I saw them take the body away. The stretcher was eased into the van, respectfully. It would have been nice for him to know that, in death, someone had been gentle with him. I spoke briefly with a bystander, concerned. I wanted to know if it was him, the young man who I gave spare loonies to, the young man who always asked politely for help, the young man who put his hand out for coins but mostly wanted kindness. I sat and watched them close the door. I waited as the ambulance pulled away. There were no sirens. The emergency, it seemed, was over. I panicked for just a moment, his crutch was left behind, the handle dirty from use. It looked, without him, lost. It looked like it was waiting for it's masters voice. Lonely. Something, if not someone, missed him already.
My power chair took over and drove me, senseless, into the mall, over to the elevator where I missed my floor, forgetting to get off. I found myself again and rode purposely to where I needed to be. I found Joe in the grocery store picking up potatoes and smiling over to me. I watched people busily going about their business. A young man, maybe 20, had died just a few feet away. It was unreasonable to think they knew, it was unreasonable to wish they did.
On the way home, the wind which had warmed us earlier, had turned cold. I thought of his young body lying somewhere. I thought of him covered with a sheet when all his life he'd needed a blanket. I wondered if I should feel some kind of guilt. I wondered what I should have felt guilty for ... I always spoke with him, I always gave him what change I had, I always wished him well, I always looked him in the eye.

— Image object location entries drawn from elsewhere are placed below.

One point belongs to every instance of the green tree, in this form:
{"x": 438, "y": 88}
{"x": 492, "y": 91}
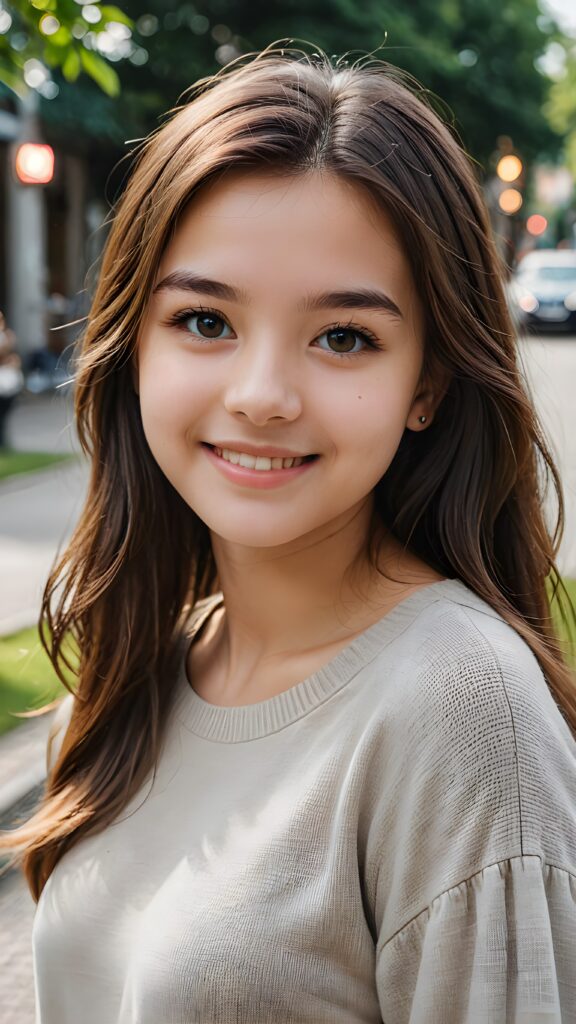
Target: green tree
{"x": 36, "y": 35}
{"x": 477, "y": 59}
{"x": 562, "y": 102}
{"x": 478, "y": 55}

I suppose there were things I never did. I never took him for a meal. I never engaged in real conversation. I never asked him how he came to sit on pavement and ask for money. I'm not sorry I didn't do those things. Maybe I should be, but I'm not. I don't think that's what he wanted from me. I think he only wanted a moments kindness, I think he could only bear our brief contact, I think he wanted little from me and more would have caused him pain, somehow.

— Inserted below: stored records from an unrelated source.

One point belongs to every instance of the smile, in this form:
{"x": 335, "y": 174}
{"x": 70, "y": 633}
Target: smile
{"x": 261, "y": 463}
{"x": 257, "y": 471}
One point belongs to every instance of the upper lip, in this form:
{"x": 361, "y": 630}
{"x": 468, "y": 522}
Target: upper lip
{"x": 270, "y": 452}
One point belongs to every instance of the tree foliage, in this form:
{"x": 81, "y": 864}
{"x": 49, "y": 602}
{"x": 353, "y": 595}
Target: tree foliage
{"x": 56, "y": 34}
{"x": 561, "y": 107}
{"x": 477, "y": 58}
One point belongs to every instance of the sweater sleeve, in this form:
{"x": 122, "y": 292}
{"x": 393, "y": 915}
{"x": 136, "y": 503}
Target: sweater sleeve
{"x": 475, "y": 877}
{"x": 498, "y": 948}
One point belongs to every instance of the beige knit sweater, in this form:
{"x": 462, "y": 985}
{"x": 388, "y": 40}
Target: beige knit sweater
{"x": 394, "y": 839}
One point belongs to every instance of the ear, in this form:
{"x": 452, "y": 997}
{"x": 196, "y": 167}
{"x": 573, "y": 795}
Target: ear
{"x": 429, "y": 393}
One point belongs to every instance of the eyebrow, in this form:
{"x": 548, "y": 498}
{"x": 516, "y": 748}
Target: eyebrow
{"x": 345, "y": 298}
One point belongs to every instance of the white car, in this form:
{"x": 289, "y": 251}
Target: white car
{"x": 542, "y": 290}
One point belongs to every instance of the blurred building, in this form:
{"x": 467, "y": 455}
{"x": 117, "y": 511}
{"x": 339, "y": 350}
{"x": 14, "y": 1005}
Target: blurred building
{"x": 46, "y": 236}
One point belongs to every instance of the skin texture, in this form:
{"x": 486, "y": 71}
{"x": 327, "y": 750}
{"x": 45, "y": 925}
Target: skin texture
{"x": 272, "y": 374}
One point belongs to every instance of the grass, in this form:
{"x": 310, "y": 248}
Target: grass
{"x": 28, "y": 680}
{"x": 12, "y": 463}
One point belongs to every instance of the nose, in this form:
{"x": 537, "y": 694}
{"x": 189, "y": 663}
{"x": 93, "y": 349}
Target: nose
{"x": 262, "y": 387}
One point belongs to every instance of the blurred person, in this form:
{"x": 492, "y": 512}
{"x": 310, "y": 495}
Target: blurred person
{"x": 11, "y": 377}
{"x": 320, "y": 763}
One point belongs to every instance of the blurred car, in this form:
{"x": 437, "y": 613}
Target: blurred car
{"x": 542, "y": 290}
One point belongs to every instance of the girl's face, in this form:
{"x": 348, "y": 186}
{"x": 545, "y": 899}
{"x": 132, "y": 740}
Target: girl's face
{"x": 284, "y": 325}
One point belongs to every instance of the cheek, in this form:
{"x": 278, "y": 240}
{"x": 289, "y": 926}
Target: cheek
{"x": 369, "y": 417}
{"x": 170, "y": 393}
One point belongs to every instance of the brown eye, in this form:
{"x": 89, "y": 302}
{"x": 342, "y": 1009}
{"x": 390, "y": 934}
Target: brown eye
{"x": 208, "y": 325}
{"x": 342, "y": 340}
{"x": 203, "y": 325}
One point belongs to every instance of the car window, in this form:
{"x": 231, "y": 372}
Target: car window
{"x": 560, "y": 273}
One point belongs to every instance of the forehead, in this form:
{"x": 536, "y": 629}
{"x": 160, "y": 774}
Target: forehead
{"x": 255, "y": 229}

His name, to me was, 'Hey, how you doing?' My name, to him was, 'Good to see you bud!' His hands were always dirty. His eyes were often dim. His presence was sometimes blurred. But he was simply always there. I never knew where he slept. I never saw him with another soul. I never ever heard a mean word from his lips. If the world had been cruel to him, we wasn't ever cruel back. I'd seen people almost spit at him as they turned down his plea for money, he'd simply say, 'Sorry to have been a bother.' He'd say it sincerely, without bitterness, without sarcasm.
I worried that his death would go unnoticed. His absence unremarkable in a city which moves quickly. But he had been gently loaded on to the ambulance. The men who had come for him had come to late, but they had come. And their touch had been gentle. It isn't much for me to hold on to, but it's something.
And it, oddly, gives me a great deal of peace.